Hello again.
Thanks for an update.
I do agree that there was a slight start time difference between the the first round of failed deployments (15:56:34) and a second round of successful deployments(16:17:49). Time difference is approx. 20 minutes, with failed one starting earlier. However, on such a huge span of time, this will be equal to only 20 extra retry later
requests, while the overall count of retry later
requests is already over 500.
I have investigated the exact number of the amount of retry later
requests:
- Failed deployment device requested
retry later
593 times - Successful deployment devices requested
retry later
:- 573 times for device 1
- 577 times for device 2
From this round of testing, it appears that the loop counter should not be involved. Otherwise, all 3 of them would have failed.
Now onto last night deployment test (3rd round).
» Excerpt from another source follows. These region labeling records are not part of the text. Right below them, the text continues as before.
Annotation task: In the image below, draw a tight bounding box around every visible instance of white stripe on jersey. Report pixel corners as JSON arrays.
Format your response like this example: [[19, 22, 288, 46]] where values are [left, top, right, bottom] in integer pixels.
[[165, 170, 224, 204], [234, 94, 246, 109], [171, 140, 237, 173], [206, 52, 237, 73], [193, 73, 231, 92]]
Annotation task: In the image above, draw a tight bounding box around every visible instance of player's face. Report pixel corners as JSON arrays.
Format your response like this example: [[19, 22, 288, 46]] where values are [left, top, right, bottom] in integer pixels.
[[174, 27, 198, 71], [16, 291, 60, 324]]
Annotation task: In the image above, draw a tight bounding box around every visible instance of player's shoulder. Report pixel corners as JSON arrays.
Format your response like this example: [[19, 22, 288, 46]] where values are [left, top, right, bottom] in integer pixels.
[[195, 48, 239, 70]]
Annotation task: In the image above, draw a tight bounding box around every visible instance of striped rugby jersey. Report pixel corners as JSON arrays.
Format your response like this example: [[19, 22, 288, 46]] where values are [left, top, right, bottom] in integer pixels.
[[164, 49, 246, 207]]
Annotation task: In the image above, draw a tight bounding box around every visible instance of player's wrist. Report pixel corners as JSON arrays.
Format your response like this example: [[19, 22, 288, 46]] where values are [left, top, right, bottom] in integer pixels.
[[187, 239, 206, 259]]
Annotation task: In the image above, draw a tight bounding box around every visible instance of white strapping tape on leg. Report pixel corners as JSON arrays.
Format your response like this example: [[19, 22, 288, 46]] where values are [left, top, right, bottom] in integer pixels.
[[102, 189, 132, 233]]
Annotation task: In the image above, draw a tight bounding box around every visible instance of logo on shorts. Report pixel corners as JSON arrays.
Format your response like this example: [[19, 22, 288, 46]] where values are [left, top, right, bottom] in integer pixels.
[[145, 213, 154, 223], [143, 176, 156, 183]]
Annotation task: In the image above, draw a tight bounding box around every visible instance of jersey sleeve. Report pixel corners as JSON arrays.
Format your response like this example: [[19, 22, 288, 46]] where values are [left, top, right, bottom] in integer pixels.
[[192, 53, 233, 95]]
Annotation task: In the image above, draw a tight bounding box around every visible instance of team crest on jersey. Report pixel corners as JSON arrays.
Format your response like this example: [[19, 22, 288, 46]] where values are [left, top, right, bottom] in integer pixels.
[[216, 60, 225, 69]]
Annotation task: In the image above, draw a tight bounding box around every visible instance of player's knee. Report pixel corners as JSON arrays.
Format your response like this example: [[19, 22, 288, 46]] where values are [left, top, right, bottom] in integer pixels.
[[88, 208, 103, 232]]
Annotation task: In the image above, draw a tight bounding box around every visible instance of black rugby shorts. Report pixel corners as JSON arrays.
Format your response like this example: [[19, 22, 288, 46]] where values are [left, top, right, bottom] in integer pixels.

We have put 3 devices to a test:
- One of them was put into a scenario where
retry later
will NOT be requested - the update will be applied on boot up. - Two other devices were put into a scenario where
retry later
will be requested - the update will be applied at 2am local time.
And here are the findings:
- The device that had a deployment applied on boot up (no retry later mechanism involved) completed successfully.
- The two devices that were put into a scenario to update overnight failed.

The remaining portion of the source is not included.